Keseringan berselancar dan mengaktualisasikan diri dalam dunia maya telah menyebabkan generasi milenial kehilangan daya kritis dalam mengidentifikasi dan mendiferensiasi realitas maya dari realitas nyata. Di sini, adalah sebuah keniscayaan jika generasi milenial melihat realitas virtual itu sebagai realitas riil, ruang dan waktu ia hidup.
Dalam skala yang lebih luas, kehadiran internet dengan aneka aplikasinya benar-benar membuat manusia milenial menanggalkan kemanusiaan sosialnya demi menjadi manusia “maya”. Terlihat bahwa begitu banyak khalayak umum terendam dalam sebuah kolam dekadensi moral. Istilah manusia sebagai mahkluk sosial hanya menjadi “bungkusan luarnya” saja. Masing-masing orang mengembangkan dalam dirinya suatu kepribadian baru, kepribadian manusia internetan.
Hal ini adalah tantangan untuk kita sebagai generasi milneal untuk dapat bertanggung jawab dengan apa yang kita lakukan, bukan hanya di dunia nyata tetapi juga di dunia maya. Akan lebih bermanfaat jika kita menggunakan media sosial yang kita miliki untuk menuliskan informasi atau konten-konten kreatif yang bermanfaat bagi banyak orang. Kita juga harus belajar menjadi pengguna media sosial yang cerdas dan bertanggung jawab. Jangan hanya asal membaca judul tetapi juga membaca informasinya secara lengkap. Jangan hanya terpukau oleh desain cover lantas mengabaikan isi yang mungkin mencerdaskan dan mencerahkan. Harus cerdas mereguk konten-konten yang berseliweran, lantas membandingkannya dari sumber yang lain yang mungkin lebih terpercaya.

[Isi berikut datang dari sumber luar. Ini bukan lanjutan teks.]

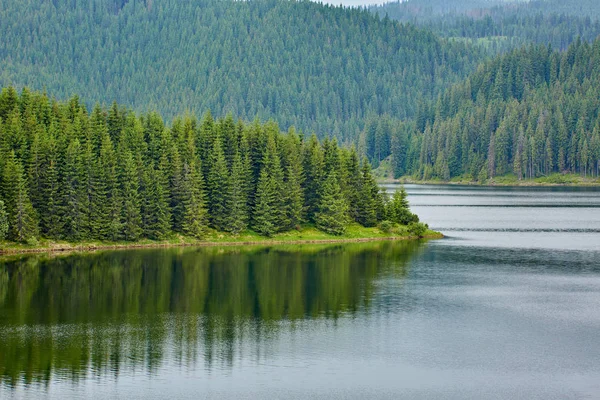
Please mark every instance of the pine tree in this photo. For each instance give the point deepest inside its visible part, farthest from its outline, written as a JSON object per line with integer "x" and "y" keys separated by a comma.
{"x": 194, "y": 206}
{"x": 74, "y": 197}
{"x": 353, "y": 177}
{"x": 3, "y": 221}
{"x": 332, "y": 214}
{"x": 397, "y": 209}
{"x": 22, "y": 215}
{"x": 131, "y": 217}
{"x": 218, "y": 178}
{"x": 293, "y": 194}
{"x": 156, "y": 213}
{"x": 272, "y": 167}
{"x": 368, "y": 197}
{"x": 265, "y": 219}
{"x": 236, "y": 205}
{"x": 50, "y": 210}
{"x": 314, "y": 174}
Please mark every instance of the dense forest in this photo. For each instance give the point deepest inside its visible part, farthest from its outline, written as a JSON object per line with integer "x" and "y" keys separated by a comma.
{"x": 423, "y": 11}
{"x": 532, "y": 112}
{"x": 112, "y": 175}
{"x": 501, "y": 26}
{"x": 319, "y": 68}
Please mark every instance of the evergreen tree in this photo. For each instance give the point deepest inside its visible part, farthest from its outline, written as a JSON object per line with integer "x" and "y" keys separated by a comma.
{"x": 74, "y": 201}
{"x": 131, "y": 217}
{"x": 332, "y": 214}
{"x": 237, "y": 212}
{"x": 23, "y": 218}
{"x": 3, "y": 221}
{"x": 369, "y": 199}
{"x": 218, "y": 178}
{"x": 265, "y": 219}
{"x": 397, "y": 209}
{"x": 194, "y": 208}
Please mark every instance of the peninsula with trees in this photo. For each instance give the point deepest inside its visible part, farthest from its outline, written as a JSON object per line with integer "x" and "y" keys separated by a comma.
{"x": 112, "y": 176}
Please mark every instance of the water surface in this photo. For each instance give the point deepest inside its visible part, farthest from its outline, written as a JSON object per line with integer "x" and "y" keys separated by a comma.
{"x": 507, "y": 306}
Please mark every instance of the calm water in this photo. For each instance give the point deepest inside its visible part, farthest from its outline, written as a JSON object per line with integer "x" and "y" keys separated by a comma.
{"x": 507, "y": 306}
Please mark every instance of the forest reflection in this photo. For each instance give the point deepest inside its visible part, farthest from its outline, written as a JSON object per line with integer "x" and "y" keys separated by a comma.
{"x": 101, "y": 313}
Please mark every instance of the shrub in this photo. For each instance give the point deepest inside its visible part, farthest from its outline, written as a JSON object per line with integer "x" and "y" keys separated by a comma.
{"x": 386, "y": 226}
{"x": 417, "y": 229}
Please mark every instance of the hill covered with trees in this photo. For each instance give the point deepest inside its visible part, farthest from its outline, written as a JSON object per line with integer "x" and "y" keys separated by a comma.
{"x": 112, "y": 175}
{"x": 532, "y": 112}
{"x": 319, "y": 68}
{"x": 501, "y": 26}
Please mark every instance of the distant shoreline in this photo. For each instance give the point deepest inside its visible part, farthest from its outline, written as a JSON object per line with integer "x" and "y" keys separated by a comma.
{"x": 61, "y": 247}
{"x": 495, "y": 183}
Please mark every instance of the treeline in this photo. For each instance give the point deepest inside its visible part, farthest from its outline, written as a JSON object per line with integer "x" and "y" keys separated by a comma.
{"x": 500, "y": 26}
{"x": 109, "y": 174}
{"x": 316, "y": 67}
{"x": 530, "y": 113}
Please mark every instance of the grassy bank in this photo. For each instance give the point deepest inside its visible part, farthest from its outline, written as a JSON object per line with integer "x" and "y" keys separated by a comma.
{"x": 508, "y": 180}
{"x": 306, "y": 235}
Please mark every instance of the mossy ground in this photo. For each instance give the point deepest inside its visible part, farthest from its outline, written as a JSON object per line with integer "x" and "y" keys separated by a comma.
{"x": 307, "y": 234}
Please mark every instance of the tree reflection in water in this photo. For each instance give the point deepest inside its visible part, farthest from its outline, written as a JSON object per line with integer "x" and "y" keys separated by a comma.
{"x": 82, "y": 315}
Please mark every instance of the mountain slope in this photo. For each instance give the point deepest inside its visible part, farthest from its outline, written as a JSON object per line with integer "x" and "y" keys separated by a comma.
{"x": 501, "y": 26}
{"x": 531, "y": 113}
{"x": 316, "y": 67}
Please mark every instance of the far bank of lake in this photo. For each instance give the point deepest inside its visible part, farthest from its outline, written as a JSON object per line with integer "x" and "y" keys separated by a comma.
{"x": 306, "y": 235}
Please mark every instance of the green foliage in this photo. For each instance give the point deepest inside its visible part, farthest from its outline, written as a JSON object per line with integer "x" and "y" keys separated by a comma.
{"x": 3, "y": 221}
{"x": 23, "y": 222}
{"x": 265, "y": 217}
{"x": 333, "y": 209}
{"x": 386, "y": 226}
{"x": 112, "y": 175}
{"x": 417, "y": 229}
{"x": 500, "y": 26}
{"x": 313, "y": 66}
{"x": 397, "y": 209}
{"x": 533, "y": 112}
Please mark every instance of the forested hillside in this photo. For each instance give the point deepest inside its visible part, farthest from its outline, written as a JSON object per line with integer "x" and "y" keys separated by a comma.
{"x": 319, "y": 68}
{"x": 532, "y": 112}
{"x": 111, "y": 175}
{"x": 501, "y": 26}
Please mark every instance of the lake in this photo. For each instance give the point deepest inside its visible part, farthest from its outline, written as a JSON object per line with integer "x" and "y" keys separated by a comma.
{"x": 506, "y": 306}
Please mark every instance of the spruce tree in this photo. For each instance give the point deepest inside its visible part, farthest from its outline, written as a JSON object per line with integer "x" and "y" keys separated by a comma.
{"x": 156, "y": 215}
{"x": 314, "y": 174}
{"x": 194, "y": 205}
{"x": 264, "y": 219}
{"x": 397, "y": 209}
{"x": 74, "y": 197}
{"x": 331, "y": 216}
{"x": 236, "y": 200}
{"x": 22, "y": 215}
{"x": 218, "y": 178}
{"x": 368, "y": 197}
{"x": 131, "y": 218}
{"x": 353, "y": 183}
{"x": 3, "y": 221}
{"x": 293, "y": 193}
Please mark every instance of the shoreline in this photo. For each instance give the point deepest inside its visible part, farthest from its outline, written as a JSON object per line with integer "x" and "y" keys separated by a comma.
{"x": 62, "y": 248}
{"x": 527, "y": 183}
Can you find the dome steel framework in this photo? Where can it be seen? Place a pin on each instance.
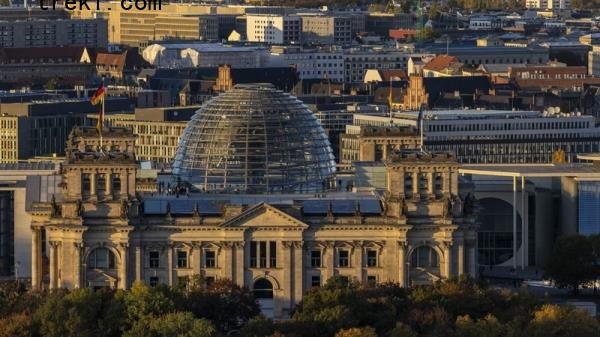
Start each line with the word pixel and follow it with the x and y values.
pixel 255 139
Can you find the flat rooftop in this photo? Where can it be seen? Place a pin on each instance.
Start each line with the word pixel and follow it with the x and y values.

Media sosial sebenarnya bak pedang bermata dua yang sekarang sedang kita pegang erat-erat di tangan kita. Entah itu akan kita gunakan untuk hal yang positif atau yang negatif. Media sosial dapat menjadi alat yang sangat kuat untuk melakukan perubahan-perubahan besar yang positif jika berada di tangan pengguna yang cerdas. Jadi pertanyaannya, .apakah kamu pengguna yang cerdas?